What is it that makes us swallow buzzwords whole and regurgitate them with relish, I have often wondered. There are all sorts of expressions the clever and the wannabe clever amongst us chuck at the world — sometimes to clarify, sometimes to obfuscate, and sometimes to come across as clarifying while actually obfuscating.
In my own little well of journalism, I remember a time when ‘online’ was fashionable, and ‘multimedia’ the rage. Then along came ‘convergence’, and we spoke reverently, ardently, ecstatically of it, wet-dreaming of the day when — ooh, that day, glory be to that day! — everything will merge and all will be one and one all. Now we sprinkle our speech with ‘innovation’, ‘optimisation’ and ‘clickability’, with ‘immersion’, ‘snackability’ and ‘p-commerce’.

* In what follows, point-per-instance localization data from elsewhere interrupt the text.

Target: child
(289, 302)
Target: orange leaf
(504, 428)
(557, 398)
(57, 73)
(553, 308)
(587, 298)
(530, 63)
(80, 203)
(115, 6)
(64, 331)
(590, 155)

And outside, in the real bad world battered by mangled marketing, there is a language lunacy of mind-numbing — but unsurprising — proportions. There they talk of ‘synergic sustainability’ and ‘sustained scalability’, of ‘innovative pedagogy’ and ’integrated innovations’, of ‘actionable analytics’, of ‘context marketing’, of ‘embedded solutions’ — why, even of ‘future system sustainability’ and ‘resource calls on the horizon’. There they talk of ‘reaching out’ when they email, and mark ‘for wide cascade down’ when all they want is have their messages shared.
Then there is ‘agility’. In my immediate environment, among academics and non-academics, this trips off tongues faster than turpitude off Trump. Everyone, and everything, needs to be ‘agile’ these days. The first time I heard the expression it sounded all so exciting, so dynamic, so welcomingly non-academic and energetic. I imagined the vice-chancellor in a graceful pirouette and the dean attempting a grand emboite. And what I would give to have the lecturers, every single one of them, man and woman, extending into an elegant ballroom throwaway, backs arching, necks stretching, lips smiling!
Alas. The agility we talk about today is of a different nature, one perhaps born of the Agile Manifesto, a corrupt version of its philosophy that has seeped into the very soul of our work culture, corporatised, disfigured and ‘cascaded’ in countless confabulations since 2001 by every Process Beast who has ever laid hands on a management handbook. So we speak about ‘agile teams’, ‘agile management’, ‘agile release train’ and ‘agile practices’. We speak of ‘continuous integration’, ‘acceptance testing’ and ‘lean agile leadership’. And at universities we talk of ‘agile curriculum’, ‘agile classrooms’, ‘agile teaching practices’. All of this would have been pardonable, even tolerable, except that those amongst us who talk of agility the loudest do so while presiding over processes so hard-wired, so concretised that one is left gaping at the contradiction.
Which brings me full circle, to my original question. Why do we do it? Why do we absorb jargon so eagerly? Is it for conformity? For acceptance? Or have we gone so far with our abuse of the language, so beyond redemption that this is the only way we can communicate now?